Mumbai, March 23 The Securities and Exchange Board of India (SEBI) board on Monday decided to allow foreign portfolio investors (FPIs) to net funds for same-day cash market trades, instead of settling each trade individually, a move aimed at enhancing operational efficiency and reducing their funding costs, especially on index rebalancing days.
The proposal will be implemented by December 31, 2026, the regulator said in a statement after the conclusion of its board meeting.
Additionally, the board approved amendments to the regulations governing Alternative Investment Funds (AIFs), reducing the minimum investment value by individual investors in the Social Impact Fund of the AIF from the existing Rs 2 lakh to Rs 1,000 to boost retail participation.
Also, the board decided to allow AIFs to retain limited funds beyond the scheme's life to ease the winding-up process and facilitate the surrender of registration.
Regarding FPI settlement rules, SEBI said that currently, FPIs settle their transactions with custodians on a gross basis, which results in additional costs for FPIs, including funding costs and foreign exchange slippages.
Recognizing these concerns and with a view to enhancing operational efficiency and reducing the cost of funding for FPIs, it has been decided to permit net settlement of funds for outright transactions done by FPIs in the cash market, i.e., transactions in which there is either a purchase or sale transaction, but not both, in a security within a settlement cycle, SEBI said.
Netting of funds refers to using the proceeds of sale transactions in the cash market on a particular day to fund the purchase transactions done by an FPI on the same day, thereby requiring the FPI to fulfil only the net fund obligation.
"The proposal is expected to reduce the cost of funding for FPIs, particularly on index rebalancing days, when outright purchases and sales occur in incoming and outgoing index constituents, respectively," SEBI said.
Since non-outright transactions will continue to be confirmed and settled on a gross basis, concerns relating to potential market influence arising from large FPI positions or speculative trading activity are allayed.
The regulator clarified that settlement of securities would continue to be carried out on a gross basis between the FPI and the custodian. Also, Securities Transaction Tax (STT) and stamp duty will continue to be levied on a delivery basis, as applicable.
Meanwhile, the board approved amendments to AIF norms, whereby it reduced the minimum investment value by individual investors in the Social Impact Fund of the AIF from the existing Rs 2 lakh to Rs 1,000.
This would align the requirement of minimum application size for subscribing to Zero Coupon Zero Principle Instruments under the Sebi (Issue of Capital and Disclosure Requirements) Regulations, 2018, and the requirement of minimum value of investment by individual investors in Social Impact Fund, thereby facilitating wider retail participation on the Social Stock Exchange.
Additionally, SEBI has cleared a proposal allowing alternative investment funds (AIFs) to retain limited funds beyond scheme life to ease the winding-up process and facilitate the surrender of registration.
It has also been approved to introduce a framework for tagging certain AIFs as 'inoperative funds' with lighter compliance requirements till surrender of their registration certificate.

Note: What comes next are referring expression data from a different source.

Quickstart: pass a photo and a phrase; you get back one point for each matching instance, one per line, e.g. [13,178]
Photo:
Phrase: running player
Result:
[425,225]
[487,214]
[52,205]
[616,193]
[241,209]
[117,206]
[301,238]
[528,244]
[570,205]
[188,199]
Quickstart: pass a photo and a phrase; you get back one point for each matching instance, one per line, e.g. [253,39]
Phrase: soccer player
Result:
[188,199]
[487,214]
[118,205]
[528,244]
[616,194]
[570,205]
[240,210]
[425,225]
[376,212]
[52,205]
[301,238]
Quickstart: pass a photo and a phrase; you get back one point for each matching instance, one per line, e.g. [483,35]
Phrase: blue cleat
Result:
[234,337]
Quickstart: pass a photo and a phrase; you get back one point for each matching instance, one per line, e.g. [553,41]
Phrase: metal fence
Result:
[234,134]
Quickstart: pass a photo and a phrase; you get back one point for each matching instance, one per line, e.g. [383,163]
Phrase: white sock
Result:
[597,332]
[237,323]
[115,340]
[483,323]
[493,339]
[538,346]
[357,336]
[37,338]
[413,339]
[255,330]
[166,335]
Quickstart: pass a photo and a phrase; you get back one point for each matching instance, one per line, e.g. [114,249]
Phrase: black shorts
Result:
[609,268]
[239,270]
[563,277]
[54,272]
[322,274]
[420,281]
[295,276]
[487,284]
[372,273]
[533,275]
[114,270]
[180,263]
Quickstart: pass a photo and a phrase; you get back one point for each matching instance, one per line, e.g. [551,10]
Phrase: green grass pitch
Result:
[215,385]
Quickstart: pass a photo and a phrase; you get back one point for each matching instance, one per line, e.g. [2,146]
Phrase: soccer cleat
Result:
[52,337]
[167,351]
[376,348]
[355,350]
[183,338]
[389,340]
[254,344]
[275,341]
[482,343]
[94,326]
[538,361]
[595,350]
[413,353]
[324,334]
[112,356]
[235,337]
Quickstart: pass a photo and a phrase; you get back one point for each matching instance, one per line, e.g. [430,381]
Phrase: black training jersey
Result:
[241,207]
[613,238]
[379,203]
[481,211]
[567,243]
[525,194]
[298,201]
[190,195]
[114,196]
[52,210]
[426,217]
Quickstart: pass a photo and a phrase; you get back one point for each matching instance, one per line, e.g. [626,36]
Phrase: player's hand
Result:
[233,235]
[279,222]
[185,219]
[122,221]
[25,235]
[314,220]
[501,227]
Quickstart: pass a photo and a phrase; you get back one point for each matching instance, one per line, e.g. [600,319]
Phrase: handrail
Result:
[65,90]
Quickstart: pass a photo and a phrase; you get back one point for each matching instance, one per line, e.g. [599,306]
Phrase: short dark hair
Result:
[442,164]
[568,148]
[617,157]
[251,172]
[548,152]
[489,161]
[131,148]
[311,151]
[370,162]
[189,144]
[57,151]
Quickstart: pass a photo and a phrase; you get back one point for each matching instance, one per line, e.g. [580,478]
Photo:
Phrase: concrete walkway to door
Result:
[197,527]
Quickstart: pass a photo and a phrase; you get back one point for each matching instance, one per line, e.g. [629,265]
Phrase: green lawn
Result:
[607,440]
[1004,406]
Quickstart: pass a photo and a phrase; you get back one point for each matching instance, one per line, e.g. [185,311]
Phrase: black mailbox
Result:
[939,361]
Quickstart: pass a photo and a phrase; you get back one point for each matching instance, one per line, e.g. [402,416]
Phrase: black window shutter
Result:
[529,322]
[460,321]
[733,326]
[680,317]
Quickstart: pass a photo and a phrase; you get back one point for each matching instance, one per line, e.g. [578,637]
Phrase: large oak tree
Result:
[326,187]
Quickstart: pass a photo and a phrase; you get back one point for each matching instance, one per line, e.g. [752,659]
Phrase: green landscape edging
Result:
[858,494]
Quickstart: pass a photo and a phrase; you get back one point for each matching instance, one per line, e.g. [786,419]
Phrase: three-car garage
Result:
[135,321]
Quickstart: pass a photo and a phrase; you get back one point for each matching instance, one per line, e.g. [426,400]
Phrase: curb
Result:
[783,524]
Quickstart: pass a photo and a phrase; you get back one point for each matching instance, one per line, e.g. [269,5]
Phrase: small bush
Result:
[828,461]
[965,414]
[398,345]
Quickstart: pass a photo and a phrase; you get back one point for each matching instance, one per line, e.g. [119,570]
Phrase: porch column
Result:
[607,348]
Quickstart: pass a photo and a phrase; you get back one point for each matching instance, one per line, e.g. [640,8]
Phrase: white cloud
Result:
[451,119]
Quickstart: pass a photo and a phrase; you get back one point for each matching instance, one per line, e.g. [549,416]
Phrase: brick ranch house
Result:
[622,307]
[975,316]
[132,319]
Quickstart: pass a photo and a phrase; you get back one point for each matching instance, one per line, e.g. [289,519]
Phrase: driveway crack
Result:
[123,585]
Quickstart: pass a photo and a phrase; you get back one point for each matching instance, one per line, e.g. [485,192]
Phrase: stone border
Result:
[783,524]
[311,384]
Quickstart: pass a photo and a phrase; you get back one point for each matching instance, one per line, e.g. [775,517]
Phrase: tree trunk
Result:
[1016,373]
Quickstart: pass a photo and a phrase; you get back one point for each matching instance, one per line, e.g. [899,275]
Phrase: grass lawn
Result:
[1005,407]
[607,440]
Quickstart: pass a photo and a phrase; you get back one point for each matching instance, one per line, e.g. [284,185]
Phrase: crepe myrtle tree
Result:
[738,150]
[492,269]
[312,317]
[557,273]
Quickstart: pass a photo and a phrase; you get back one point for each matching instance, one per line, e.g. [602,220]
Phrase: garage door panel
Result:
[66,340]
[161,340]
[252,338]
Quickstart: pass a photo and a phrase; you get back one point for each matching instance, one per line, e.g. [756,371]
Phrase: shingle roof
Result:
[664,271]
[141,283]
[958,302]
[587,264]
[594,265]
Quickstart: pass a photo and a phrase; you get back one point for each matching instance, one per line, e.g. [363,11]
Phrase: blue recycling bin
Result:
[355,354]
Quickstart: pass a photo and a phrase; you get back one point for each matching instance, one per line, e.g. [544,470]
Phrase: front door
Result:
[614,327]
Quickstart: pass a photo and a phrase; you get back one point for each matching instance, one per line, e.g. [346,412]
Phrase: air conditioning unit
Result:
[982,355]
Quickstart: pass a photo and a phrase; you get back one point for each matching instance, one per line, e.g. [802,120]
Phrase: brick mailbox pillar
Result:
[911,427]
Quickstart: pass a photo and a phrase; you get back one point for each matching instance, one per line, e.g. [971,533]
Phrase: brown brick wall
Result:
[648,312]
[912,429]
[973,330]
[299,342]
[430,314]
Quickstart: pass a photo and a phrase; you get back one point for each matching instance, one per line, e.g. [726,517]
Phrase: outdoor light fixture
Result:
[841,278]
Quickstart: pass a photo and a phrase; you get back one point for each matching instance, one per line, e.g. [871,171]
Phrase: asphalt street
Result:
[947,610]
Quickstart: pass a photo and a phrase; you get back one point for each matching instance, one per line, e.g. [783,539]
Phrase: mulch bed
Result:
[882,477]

Under the current framework, AIFs are required to distribute the liquidation proceeds to investors within the permissible fund life and achieve a "nil" bank account balance before surrendering their certificate of registration.
SEBI observed that certain AIFs that retain funds beyond this period, on account of pending or anticipated tax or litigation demands or residual operational expenses, are unable to satisfy this requirement. Thus, they are constrained to continue holding the AIF registration and are required to comply with the attendant requirements, even when there is no active fund management.
To address these issues, AIFs will be permitted to retain proceeds beyond the permissible fund life if they satisfy one of the conditions. These include obtaining consent from at least 75 per cent of investors by value in cases where potential liabilities may arise due to litigation or tax demands; demonstrable receipt of a litigation notice or tax/regulatory demand; and substantiation of amounts retained for operational expenses through invoices or prior-year comparables.
SEBI said that AIFs intending to surrender their registration and having one or more such schemes shall be tagged as ‘inoperative funds’. The compliance requirements for such funds will be less stringent than for other AIFs, including the discontinuation of periodic filings, PPM updates, and performance benchmarking.
SEBI said these measures are expected to reduce the compliance burden on AIFs with no active fund management activity while retaining necessary regulatory oversight.